Home

Minggu, 07 November 2021

Hukum Kerja sama dalam Islam

 Hukum Kerja sama dalam Islam 



Berikut adalah macam macam serta Hukum kerjasama dalam kacamata agama Islam 

A.    Kerja sama ( syirkah )

1.      Pengertian kerja sama ( syirkah )

Syirkah menurut bahasa berarti al-ikhtilath yang artinya campur atau percampuran. Maksud percampuran disini ialah seseorang mencampurkan hartanya dengan harta orang lain sehingga tidak mungkin dibedakan.

Menurut istilah, yang dimaksud dengan syirkah, para fuqaha berbeda pendapat sebagai berikut :

a.     Menurut Sayyid Sabiq, yang dimaksud syirkah adalah ialah :

عَقْدٌ بَيْنَ الْمُتَشَارِكَيْنِ فِيْ رَاْسِ الْمَالِ وَالرَّبْحِ

Akad antara dua orang berserikat pada pokok harta (modal) dan keuntungan

b.    Menurut Syihab al-Din al-Qalyubi wa Umaira, yang dimaksud dengan syirkah ialah :

ثُبُوْتُ الْحَقِّ لِاثْنَيْنِ فَأَكْثَرَ

Penetapan hak pada sesuatu bagi dua orang atau lebih.

c.    Idris Ahmad menyebutkan syirkah sama dengan syarikat dagang, yakni dua orang atau lebih sama-sama berjanji akan bekerja sama dalam dagang, dengan menyerahkan modal masing-masing dimana keuntungan dan kerugian diperhitungkan menurut besar kecilnya modal masing-masing.

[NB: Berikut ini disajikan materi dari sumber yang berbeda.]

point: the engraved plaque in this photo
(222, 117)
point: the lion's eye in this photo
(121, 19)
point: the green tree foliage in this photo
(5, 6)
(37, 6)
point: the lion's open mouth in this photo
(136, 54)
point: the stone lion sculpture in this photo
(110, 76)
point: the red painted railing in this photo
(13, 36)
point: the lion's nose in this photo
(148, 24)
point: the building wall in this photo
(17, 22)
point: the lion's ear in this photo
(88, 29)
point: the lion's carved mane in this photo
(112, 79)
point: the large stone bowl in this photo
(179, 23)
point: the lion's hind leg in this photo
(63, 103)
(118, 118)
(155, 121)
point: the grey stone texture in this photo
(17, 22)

2.      Dasar hukum kerja sama (Syirkah)

Dasar syari’ah konsep syirkah terdapat dalam Al- Qur’an dan Sunnah.

a.    Al-Qur’an

 فَاِنْ كَانُوْٓا اَكْثَرَ مِنْ ذٰلِكَ فَهُمْ شُرَكَاۤءُ فِى الثُّلُثِ

Artinya : “Maka mereka berserikat pada sepertiga (QS. An-Nisa’:12)

 

b.    Hadits

Adapun yang dijadikan dasar hukum syirkah oleh para ulama adalah sebuah hadits yang diriwayatkan oleh Abu Dawud dari Abi Hurairah dari Nabi Saw. Bersabda :

أَنَا ثَالِثُ الشَّرِيْكَيْنِ مَالَمْ يَخُنْ اَحَدَهُمَا صَاحِبَهُ فَاِذَا خَانَهُ خَرَجْتُ مِنْ بَيْنِهِمَا

Yang artinya : “ Aku (Allah) jadi yang ketiga antara dua orang yang berserikat selamanya yang satu tidak khianat kepada yang lain, apabila yang satu berkhianat kepada pihak yang lain, maka keluarlah aku darinya.

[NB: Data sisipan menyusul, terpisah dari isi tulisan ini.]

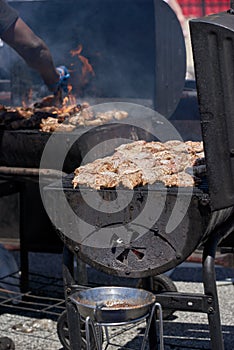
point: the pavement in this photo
(32, 322)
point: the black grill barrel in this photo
(213, 50)
(232, 5)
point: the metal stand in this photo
(89, 322)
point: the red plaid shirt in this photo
(199, 8)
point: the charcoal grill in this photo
(209, 218)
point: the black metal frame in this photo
(207, 303)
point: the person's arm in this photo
(33, 50)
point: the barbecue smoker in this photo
(208, 220)
(156, 251)
(116, 64)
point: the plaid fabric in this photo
(199, 8)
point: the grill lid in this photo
(213, 50)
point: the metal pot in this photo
(113, 304)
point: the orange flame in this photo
(86, 66)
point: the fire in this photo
(87, 68)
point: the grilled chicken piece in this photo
(172, 163)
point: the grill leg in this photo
(73, 317)
(210, 288)
(153, 344)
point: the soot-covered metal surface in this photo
(132, 241)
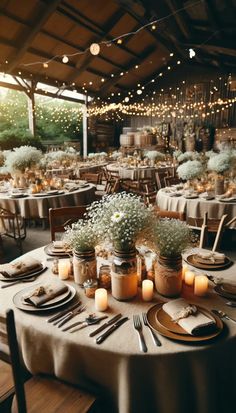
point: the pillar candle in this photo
(184, 269)
(200, 285)
(189, 277)
(101, 299)
(147, 290)
(63, 269)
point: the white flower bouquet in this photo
(190, 170)
(21, 158)
(120, 218)
(81, 236)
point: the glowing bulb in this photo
(65, 59)
(192, 53)
(94, 49)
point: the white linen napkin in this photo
(193, 324)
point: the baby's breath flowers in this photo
(171, 237)
(81, 236)
(120, 218)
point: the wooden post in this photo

يَدُ اللّٰهِ عَلَى الشَّرِكَيْنِ مَالَمْ يَتَخَاوَنَا

Kekuasaan Allah  senantiasa berada pada dua orang yang bersekutu selama keduanya tidak berkhianat (HR. Bukhari dan Muslim)

c.    Ijma’

Ulama’ bersepakat bahwa syirkah dibolehkan. Hanya saja mereka berbeda pendapat tentang jenisnya.

3.      Rukun dan Syarat Kerja sama

      Rukun syirkah diperselisihkan oleh para ulama’ menurut ulama’ hanafiyah bahwa rukun syirkah ada dua, yaitu ijab dan kabul sebab ijab kabul (akad) yang menentukan adanya syirkah. Adapun yang lain seperti dua orang atau pihak yang berakad.

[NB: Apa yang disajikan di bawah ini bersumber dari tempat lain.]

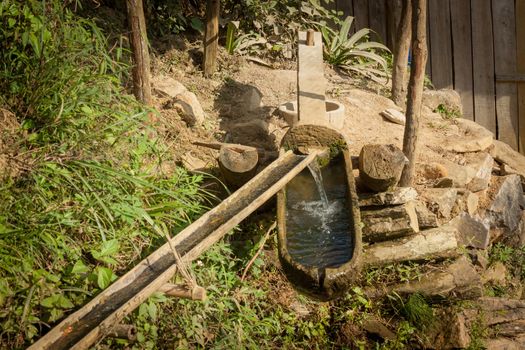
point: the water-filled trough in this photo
(320, 239)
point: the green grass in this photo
(73, 221)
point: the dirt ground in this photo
(229, 117)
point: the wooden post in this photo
(211, 37)
(402, 45)
(138, 39)
(520, 40)
(415, 88)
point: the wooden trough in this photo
(326, 282)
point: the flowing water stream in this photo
(318, 217)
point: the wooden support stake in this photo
(403, 36)
(415, 88)
(182, 291)
(211, 37)
(520, 48)
(138, 39)
(123, 331)
(310, 37)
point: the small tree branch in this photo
(415, 89)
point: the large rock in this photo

      Syarat-syarat yang berhubungan dengan syirkah menurut hanafiyah dibagi menjadi empat bagian barikut ini :

a.       Sesuatu yang bertalian dengan semua bentuk syirkah baik dengan harta maupun dengan yang lainnya. Dalam hal ini terdapat dua syarat yaitu :

1.    Yang berkenaan dengan benda yang diakadkan adalah harus dapat diterima sebagai perwakilan.

2.    Yang berkenaan dengan keuntungan, yaitu dengan pembagian dengan keuntungan harus jelas dan dapat diketahui dua pihak, misalnya setengah, sepertiga dan yang lainnya.

b.      Sesuatu yang bertalian dengan syirkah mal (harta) dalam hal initerdapat dua perkara yang harus dipenuhi yaitu :

1.      Bahwa modal yang dijadikan objek akad syirkah adalah ayat pembayaran (nuqud) seperti Junaih, Riyal, Rupiah.

2.      Yang dijadikan modal (harga pokok) ada ketika akad syikah dilakukan, baik jumlahnya sama maupun berbeda.

c.       Sesuatu yang bertalian dengan syirkah mufawadhah, bahwa dalam mufawadhah disyaratkan

1.      Modal (pokok harta) dalam syirkah mufawadhah harus sama

2.       Bagi yang bersyirkah ahli untuk kafalah

3.       Bagi yang dijadikan objek akad disyaratkan syirkah umum, yakni pada semua macam jual beli atau perdagangan.

    

 

Dijelaskan pula oleh Abdurrahman al-Jaziri bahwa rukun syirkah ada tiga yaitu

a)      Dua orang atau lebih yang berakad, harus memiliki kecakapan (ahliah) melakukan tasharuf ( pengelolaan harta)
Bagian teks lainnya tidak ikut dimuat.